Hi Kelly,
Money has a transformative power within relationships. Like it has a life and energy all its own. It can mean love, security, success, freedom, power or all those things. It sounds (I am trying to say this gently esp. since you are sincerely trying to figure this out) as though you have been groomed to be an "economic outpatient". Financial independence will put you in the drivers seat of your own destiny.
For self awareness you might want to research stuff like affluenza and psychology of money type websites and books. Try "The Millionaire Next Door" for inspiration on getting a handle on your own assets. This is the author who coined the "economic outpatient" term for second-generation wealthy.

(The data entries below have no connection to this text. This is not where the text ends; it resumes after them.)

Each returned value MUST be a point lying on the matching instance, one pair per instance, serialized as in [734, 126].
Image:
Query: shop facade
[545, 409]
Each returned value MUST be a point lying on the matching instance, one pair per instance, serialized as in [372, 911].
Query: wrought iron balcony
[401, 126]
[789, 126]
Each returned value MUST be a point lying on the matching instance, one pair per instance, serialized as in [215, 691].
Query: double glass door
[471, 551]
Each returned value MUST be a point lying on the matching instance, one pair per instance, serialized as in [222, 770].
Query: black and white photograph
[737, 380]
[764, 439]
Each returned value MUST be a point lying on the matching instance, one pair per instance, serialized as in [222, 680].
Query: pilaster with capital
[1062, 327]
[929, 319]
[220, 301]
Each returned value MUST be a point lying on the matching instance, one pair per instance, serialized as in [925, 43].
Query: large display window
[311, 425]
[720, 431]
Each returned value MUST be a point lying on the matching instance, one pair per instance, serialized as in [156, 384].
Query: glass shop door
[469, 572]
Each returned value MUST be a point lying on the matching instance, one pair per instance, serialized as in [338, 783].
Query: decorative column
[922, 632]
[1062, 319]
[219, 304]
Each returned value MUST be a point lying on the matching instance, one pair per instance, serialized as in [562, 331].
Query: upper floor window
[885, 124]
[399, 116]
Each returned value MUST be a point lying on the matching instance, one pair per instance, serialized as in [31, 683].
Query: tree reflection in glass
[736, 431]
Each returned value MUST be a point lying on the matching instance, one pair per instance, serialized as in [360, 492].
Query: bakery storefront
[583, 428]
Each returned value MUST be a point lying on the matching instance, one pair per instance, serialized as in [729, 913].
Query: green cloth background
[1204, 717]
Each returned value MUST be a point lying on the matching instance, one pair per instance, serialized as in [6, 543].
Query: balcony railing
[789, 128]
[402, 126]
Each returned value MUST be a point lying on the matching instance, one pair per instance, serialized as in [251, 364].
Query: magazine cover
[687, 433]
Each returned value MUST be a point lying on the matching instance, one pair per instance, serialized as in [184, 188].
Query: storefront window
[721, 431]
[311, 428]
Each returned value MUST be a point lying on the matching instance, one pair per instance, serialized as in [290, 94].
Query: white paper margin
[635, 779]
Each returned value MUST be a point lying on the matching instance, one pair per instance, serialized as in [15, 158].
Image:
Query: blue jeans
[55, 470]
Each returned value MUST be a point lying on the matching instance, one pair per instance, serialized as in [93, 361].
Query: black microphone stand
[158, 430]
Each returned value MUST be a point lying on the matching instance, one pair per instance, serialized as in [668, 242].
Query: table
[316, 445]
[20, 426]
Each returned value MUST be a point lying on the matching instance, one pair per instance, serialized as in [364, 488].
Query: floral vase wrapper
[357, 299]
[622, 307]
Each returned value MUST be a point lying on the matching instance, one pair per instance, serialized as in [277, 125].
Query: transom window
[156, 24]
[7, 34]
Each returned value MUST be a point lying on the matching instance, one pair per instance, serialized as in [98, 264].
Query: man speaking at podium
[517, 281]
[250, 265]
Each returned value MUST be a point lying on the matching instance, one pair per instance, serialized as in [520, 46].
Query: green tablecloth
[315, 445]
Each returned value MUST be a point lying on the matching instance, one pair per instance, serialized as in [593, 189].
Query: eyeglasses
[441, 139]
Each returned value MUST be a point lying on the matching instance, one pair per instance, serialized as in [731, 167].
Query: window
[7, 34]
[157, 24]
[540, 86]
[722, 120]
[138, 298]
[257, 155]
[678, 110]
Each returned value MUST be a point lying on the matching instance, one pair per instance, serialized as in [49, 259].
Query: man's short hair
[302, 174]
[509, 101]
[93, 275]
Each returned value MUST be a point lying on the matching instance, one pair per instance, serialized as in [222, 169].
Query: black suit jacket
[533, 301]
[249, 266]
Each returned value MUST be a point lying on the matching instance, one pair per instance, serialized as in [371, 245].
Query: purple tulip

You are in a very common situation. One generation worked hard to "make it" and the second generation is used to having the benefits of parents who "made it". It's a very different viewpoint. I'm surrounded by people who are controlled by their parents' wealth. They would be happier if they felt they could stand on their own two feet. Honest. But they feel they have to (their feelings or their parents' feelings, pick one) uphold the standard their parents have achieved over the years. So the pressure is on to be an "overnight success".
If you choose therapy as an option, try to find someone familiar with money matters through generations. It may help to get a handle on how you feel about money, where it comes from, etc. in order to really get a grip on what you want to achieve and why these feelings are pressing so ####### you right now. Hope this helps, Kelli.